顧晗溪醒來, 已經回到了乾坤宮,她白著臉,摸了摸自己的肚子, 奇怪的是,已經感受不到先前那種與孩子之間奇妙的聯結。

下身傳來的疼痛使得她皺了皺眉, 神思清明了些, 想起昏迷之前的事,她啞著聲音喚了錦夏,“本宮的孩子呢?”

說著便要起身下床,錦夏忙攔住了她,“主子不可啊, 您剛生產完,太醫囑咐您要好好休養身子。”

顧晗溪坐在床榻邊上,“孩子呢?”

錦夏說:“公主在隔壁暖房, 太醫、乳母都在旁邊伺候著呢。”

顧晗溪捕捉到關鍵詞,猛地擡眸看錦夏:“是位公主嗎?”又滿是擔心, “公主怎麽了?”

雖是公主, 但也是她的孩子。

她有些焦急:“那你去把公主抱來本宮看看。”

錦夏看著主子焦急的神情有些不忍, “太醫說, 公主的身子太過虛弱,不宜離開寢殿,要好好養著。”

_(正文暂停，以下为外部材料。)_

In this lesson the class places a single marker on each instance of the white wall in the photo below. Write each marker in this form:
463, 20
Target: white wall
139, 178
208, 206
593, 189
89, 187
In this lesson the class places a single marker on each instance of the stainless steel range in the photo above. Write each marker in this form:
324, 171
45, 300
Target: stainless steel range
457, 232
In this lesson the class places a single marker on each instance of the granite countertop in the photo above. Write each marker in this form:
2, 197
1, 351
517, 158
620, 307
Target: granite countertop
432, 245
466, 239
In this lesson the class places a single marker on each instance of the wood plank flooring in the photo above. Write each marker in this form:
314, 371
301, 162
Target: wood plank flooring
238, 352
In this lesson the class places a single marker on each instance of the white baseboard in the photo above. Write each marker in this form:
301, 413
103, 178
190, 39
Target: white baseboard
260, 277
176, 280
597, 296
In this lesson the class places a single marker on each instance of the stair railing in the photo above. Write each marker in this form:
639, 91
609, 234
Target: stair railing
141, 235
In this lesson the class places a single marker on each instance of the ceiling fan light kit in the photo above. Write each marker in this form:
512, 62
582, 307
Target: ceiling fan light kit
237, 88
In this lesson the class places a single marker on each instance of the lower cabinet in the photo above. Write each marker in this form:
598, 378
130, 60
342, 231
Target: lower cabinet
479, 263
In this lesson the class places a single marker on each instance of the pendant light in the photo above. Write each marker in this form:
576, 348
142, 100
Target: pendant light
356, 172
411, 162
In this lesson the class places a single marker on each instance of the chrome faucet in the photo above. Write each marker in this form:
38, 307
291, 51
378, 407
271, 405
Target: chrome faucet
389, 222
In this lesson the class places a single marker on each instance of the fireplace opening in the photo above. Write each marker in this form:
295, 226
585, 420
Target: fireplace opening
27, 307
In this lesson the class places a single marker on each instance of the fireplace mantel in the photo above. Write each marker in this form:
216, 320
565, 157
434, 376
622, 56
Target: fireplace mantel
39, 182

顧晗溪眸光忽得就定住了,肅聲道:“那本宮便去看她!”

才四月的天氣, 但顧晗溪將自己裹得緊緊的,公主就在坤和宮的偏殿當中, 她在錦夏的攙扶中走過去。

一步一步, 走的極為緩慢艱難, 但步調中也透露出來她的焦急。

還沒走進去,她抓了下錦夏的小臂:“公主怎麽不哭?”

“......公主許是睡著了。”

她放了心,“那便好。”

但心裏的那股子恐懼,終於在見到塌上那小小一團的人之後,達到了巔峰。

她真的好小,像一只貓一樣的大小,皮膚發皸,黑紅黑紅的,胳膊......顧晗溪小心翼翼伸出手去比了一下,都不到她的手掌那麽長。

她躺在繈褓之中,閉著眼睛,聲息微弱到幾乎都探查不到。

錦夏在一旁,眼裏帶著眼淚,說完昨日的艱險,能平安誕下公主,已經算是福氣了。

顧晗溪坐在榻邊上,眼神從心疼懼怕,慢慢變了,冷聲問:“皇上如何懲罰的?”

錦夏說了。

“呵呵,呵呵呵,”她笑著笑著便笑出了眼淚,她的孩子,便值一個協理六宮之權?

顧晗溪此時內心瘋長的都是恨意,為了有這個孩子,她連喝了幾個月苦澀的藥來調理身子,從懷上她,便遭遇了許多不好的事情,有天災,也少不了人禍。

她的孩子還這麽小,在腹中都不足月,就這樣早產下來,始作俑者就只領了這樣不痛不癢的懲罰?

顧晗溪第一次,對於李珣有了不滿,和一絲恨意。

她知道,許鳶母家在前朝得力,所以從在王府,她面對許鳶時而的挑釁便多有忍讓,因為她自認為,她是李珣的妻子,至親是夫妻,她願意為他做出犧牲。

到了宮中她亦是,從不曾與她們計較。可許鳶竟然,對她的孩子下這樣重的手,而李珣,竟然如此輕拿輕放掉。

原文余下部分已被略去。